I am using a Bash script
sGDomain="idealista"
sGCitta="fucecchio-firenze"
sGTypo="vendita-case"
iGPagina=1
while :; do
url="https://www.$sGDomain.it/$sGTypo/$sGCitta/lista-$iGPagina.htm"
html_content=$(curl -s -L -A "Mozilla/5.0 (Windows NT 10.0; Win64; x64; rv:89.0) Gecko/20100101 Firefox/89.0" "$url")
echo "$html_content" > htmlcompleto.txt
if [[ ! $html_content =~ "Successiva" ]]; then
break
fi
xidel_output=$(xidel --silent --xpath '
//div[contains(@class, "item-info-container")] ! string-join(
(
( "price=" || normalize-space(.//span[contains(@class, "item-price")]/text()[1]) ),
( "size=" || normalize-space(.//span[contains(@class, "item-detail") and contains(text(), "m2")]) ),
( "link=" || normalize-space(.//a[contains(@class, "item-link")]/@href) ),
( "desc=" || normalize-space(.//p[contains(@class, "ellipsis")]) )
),
codepoints-to-string(9)
)
' -)
if [ -f "temp.txt" ]; then
rm temp.txt
fi
echo "$xidel_output" | sed -e "s/desc=\(.*\)\(['\"]\)/desc=\1 /g" > semi.txt
sed -i 's/\([0-9]\{1,\}\)\.\([0-9]\{1,\}\),[0-9]\{2\}/\1\2/g' semi.txt
sed -i 's/m²//g' semi.txt
cat semi.txt >> debugtxt.txt
db_file="immo.db"
while IFS= read -r line; do
prezzo=$(echo "$line" | awk -F 'price=' '{print $2}' | awk -F 'size=' '{print $1}')
size=$(echo "$line" | awk -F 'size=' '{print $2}' | awk -F 'link=' '{print $1}')
link=$(echo "$line" | awk -F 'link=' '{print $2}' | awk -F 'desc=' '{print $1}')
descrizione=$(echo "$line" | awk -F 'desc=' '{print $2}')
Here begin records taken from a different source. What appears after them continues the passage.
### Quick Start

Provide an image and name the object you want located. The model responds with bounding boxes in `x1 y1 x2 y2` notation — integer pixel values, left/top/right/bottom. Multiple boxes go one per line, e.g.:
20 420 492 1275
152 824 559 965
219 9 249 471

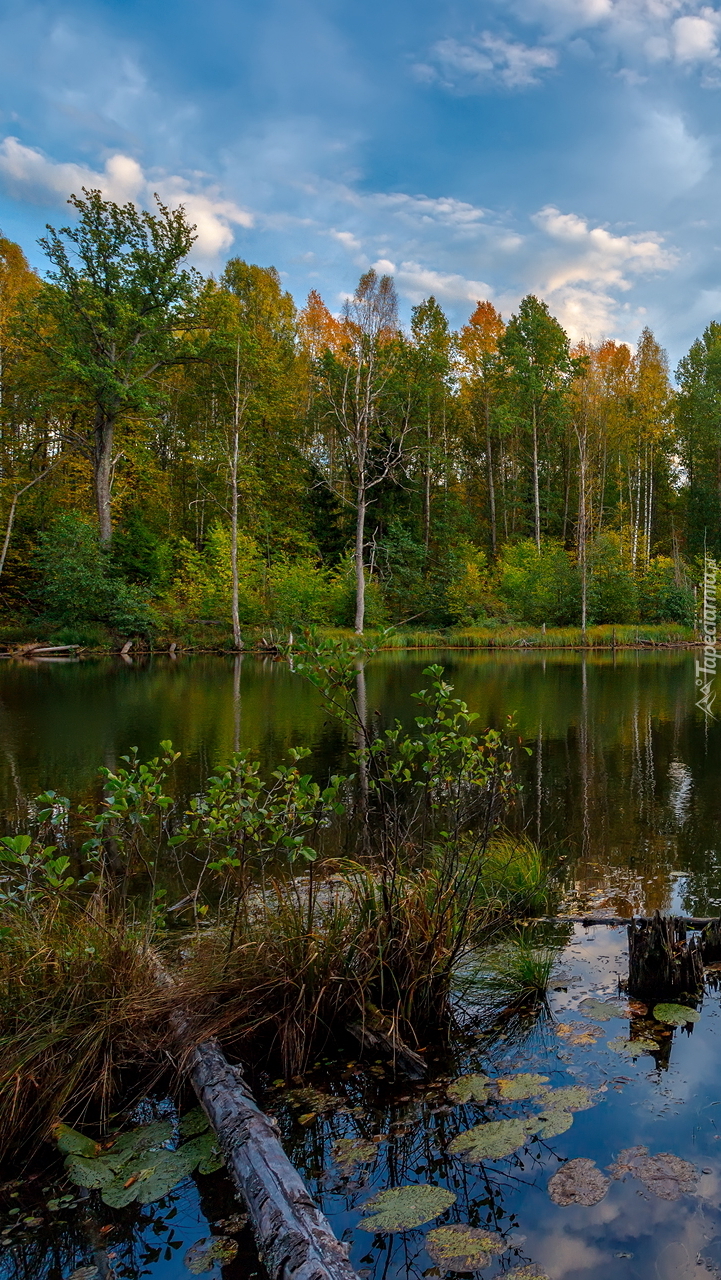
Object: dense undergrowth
0 640 558 1155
if [[ $descrizione =~ "asta" ]]; then
asta=1
else
asta=0
fi
sqlite3 "$db_file" "INSERT INTO $sGDomain (prezzo, link, descrizione, metratura, asta) VALUES ('$prezzo', '$link', '$descrizione', '$size', $asta)"
done < semi.txt
((iGPagina++))
done
to search a web page with a specific XPath expression. Although I believe the XPath is correct, the script fails to find anything on the page. Web page URL: https://www.idealista.it/vendita-case/fucecchio-firenze/lista-18.htm. XPath expression used: xidel_output=$(xidel --silent --xpath ' //div[contains(@class, "item-info-container")] ! string-join( ( ( "price=" || normalize-space(.//span[contains(@class, "item-price")]/text()[1]) ), ( "size=" || normalize-space(.//span[contains(@class, "item-detail") and contains(text(), "m2")]) ), ( "link=" || normalize-space(.//a[contains(@class, "item-link")]/@href) ), ( "desc=" || normalize-space(.//p[contains(@class, "ellipsis")]) ) ), codepoints-to-string(9) ) ' -) **
Expected result: I expect to extract the price, the listing link, the description, and the square meters from each listing on the web page. i tryed also this xpath expression
//div[contains(@class, "items-container items-list")] ! string-join(
(
( "price=" || normalize-space(.//span[contains(@class, "item-price")]/text()[1]) ),
( "size=" || normalize-space(.//span[contains(@class, "item-detail") and contains(text(), "m2")]) ),
( "link=" || normalize-space(.//a[contains(@class, "item-link")]/@href) ),
( "desc=" || normalize-space(.//p[contains(@class, "ellipsis")]) )
),
codepoints-to-string(9)
)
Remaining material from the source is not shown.